Spis treści
Na 13 złożonych aplikacji o obszar obdarzony numerem 43.E.1 tylko cztery uzyskały minimalną liczbę punktów. Oprócz PGE Baltica 4, wspólnej spółki PGE i Taurona, na kolejnych miejscach znalazły się wnioski: EDF Renewable Offshore Polska, RWE (Cormano) i ENI (spółka Polish Offshore Wind). Ministerstwo Infrastruktury nie podało liczby punktów, jakie uzyskały poszczególne wnioski.

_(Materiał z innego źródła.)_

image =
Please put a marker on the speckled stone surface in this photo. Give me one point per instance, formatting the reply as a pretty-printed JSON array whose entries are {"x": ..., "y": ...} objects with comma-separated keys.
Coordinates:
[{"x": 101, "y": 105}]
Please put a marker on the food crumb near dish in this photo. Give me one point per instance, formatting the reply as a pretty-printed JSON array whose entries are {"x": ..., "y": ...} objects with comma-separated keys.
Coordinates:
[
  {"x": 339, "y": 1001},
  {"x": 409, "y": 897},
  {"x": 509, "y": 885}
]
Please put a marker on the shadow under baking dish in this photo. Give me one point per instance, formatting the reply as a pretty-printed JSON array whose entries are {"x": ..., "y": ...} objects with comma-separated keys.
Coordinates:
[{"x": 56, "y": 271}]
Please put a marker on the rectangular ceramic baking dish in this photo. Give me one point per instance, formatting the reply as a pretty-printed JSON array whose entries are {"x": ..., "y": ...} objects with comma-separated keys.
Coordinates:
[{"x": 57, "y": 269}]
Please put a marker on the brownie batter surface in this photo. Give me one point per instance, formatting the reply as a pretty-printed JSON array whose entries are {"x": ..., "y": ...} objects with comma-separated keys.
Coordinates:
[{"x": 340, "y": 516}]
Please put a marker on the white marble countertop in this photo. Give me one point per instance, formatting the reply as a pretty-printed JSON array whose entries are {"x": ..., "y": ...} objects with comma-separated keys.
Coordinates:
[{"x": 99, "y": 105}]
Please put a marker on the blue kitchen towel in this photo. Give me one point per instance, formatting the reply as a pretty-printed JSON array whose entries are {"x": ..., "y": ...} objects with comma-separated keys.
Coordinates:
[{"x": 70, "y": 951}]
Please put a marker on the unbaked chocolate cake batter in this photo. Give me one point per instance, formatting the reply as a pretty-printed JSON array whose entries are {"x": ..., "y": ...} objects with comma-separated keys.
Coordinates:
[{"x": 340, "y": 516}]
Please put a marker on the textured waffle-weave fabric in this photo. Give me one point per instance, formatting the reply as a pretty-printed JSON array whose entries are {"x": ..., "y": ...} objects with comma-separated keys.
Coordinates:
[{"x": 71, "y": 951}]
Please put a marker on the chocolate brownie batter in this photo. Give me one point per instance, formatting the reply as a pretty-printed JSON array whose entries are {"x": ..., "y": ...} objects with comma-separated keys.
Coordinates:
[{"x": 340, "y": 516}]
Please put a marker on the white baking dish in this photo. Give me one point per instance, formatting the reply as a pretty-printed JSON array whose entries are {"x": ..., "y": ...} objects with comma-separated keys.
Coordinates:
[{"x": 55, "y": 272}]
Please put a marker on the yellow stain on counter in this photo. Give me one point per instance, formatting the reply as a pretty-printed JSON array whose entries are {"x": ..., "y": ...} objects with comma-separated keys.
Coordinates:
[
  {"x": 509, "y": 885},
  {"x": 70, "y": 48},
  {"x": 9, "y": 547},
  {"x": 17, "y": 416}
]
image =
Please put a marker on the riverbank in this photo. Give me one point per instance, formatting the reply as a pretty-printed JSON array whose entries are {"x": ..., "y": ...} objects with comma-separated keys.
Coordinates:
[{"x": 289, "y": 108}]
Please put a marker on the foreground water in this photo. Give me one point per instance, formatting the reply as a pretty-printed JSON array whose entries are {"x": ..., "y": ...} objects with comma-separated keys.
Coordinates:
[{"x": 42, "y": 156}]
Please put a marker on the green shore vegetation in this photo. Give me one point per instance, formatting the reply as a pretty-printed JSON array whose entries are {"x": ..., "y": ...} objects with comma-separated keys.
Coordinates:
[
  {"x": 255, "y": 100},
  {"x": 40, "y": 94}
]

Dużym zaskoczeniem jest brak wielkich graczy na liście aplikacji, które osiągnęły minimum kwalifikacyjne. O obszar ten starali się PKN Orlen, Shell, Equinor, Orsted, Ocean Winds, Iberdrola, Baltex, WPD i Eolus.
Blisko i wygodnie
Akwen 43.E.1 o powierzchni ok. 118 km2 jest postrzegany jako jeden z bardziej atrakcyjnych dla rozwoju farm wiatrowych offshore. Decyduje o tym jego spora powierzchnia, bliskie położenie od brzegu lądu na Ławicy Słupskiej, na wysokości Ustki. Z jednej strony jest to obszar położony niedaleko innych projektów wiatrowych – najbliżej obecnego projektu BTI-RWE o mocy 350 MW, z drugiej – na tyle jest oddalony, że nie ma ryzyka jakichkolwiek kolizji z sąsiadującymi farmami. PGE Baltica 4, spółka PGE i Taurona, planuje tu zbudować farmę wiatrową o mocy ok. 990 MW.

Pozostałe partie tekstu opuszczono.